Holy Ireland ‘shall never be regenerated by deeds of blood or raised up by the hand of the midnight assassination’ he stated in a letter that was read out by priests throughout the archdiocese of Armagh.
The perpetrators ‘can lay no claim to the name of a patriot’, he said. He also warned against membership of secret societies – ‘he who joins a secret society may be said, in the words of St Paul, to deliver himself to Satan’.
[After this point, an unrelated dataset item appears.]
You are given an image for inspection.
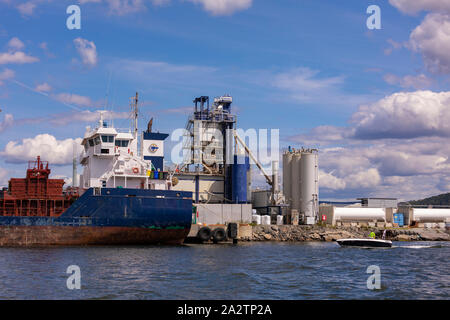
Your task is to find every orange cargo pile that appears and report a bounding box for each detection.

The cardinal was nevertheless keen to contextual the crime at Ashtown with reference to the government’s policy of repression in the country:
‘It is true we are subjected to a sharp trial, to drastic repression, such repression as has been seldom paralleled in modern times, even by autocratic Russia or overbearing Germany, without any serious effort on the part of our rulers to apply the remedies which would have infallibly obviated the present confusion and secure order and tranquillity. We have been treated like children, our nurses dangling before our eyes empty toys and insincere promises, taxing their ingenuity to keep us quiet by devising some shadowy distractions. But our people should bear these trials in a Christian spirit. They should exercise patience, knowing such an unnatural and violent state of things cannot last.’
[Editor's note: This is an article from Century Ireland, a fortnightly online newspaper, written from the perspective of a journalist 100 years ago, based on news reports of the time.]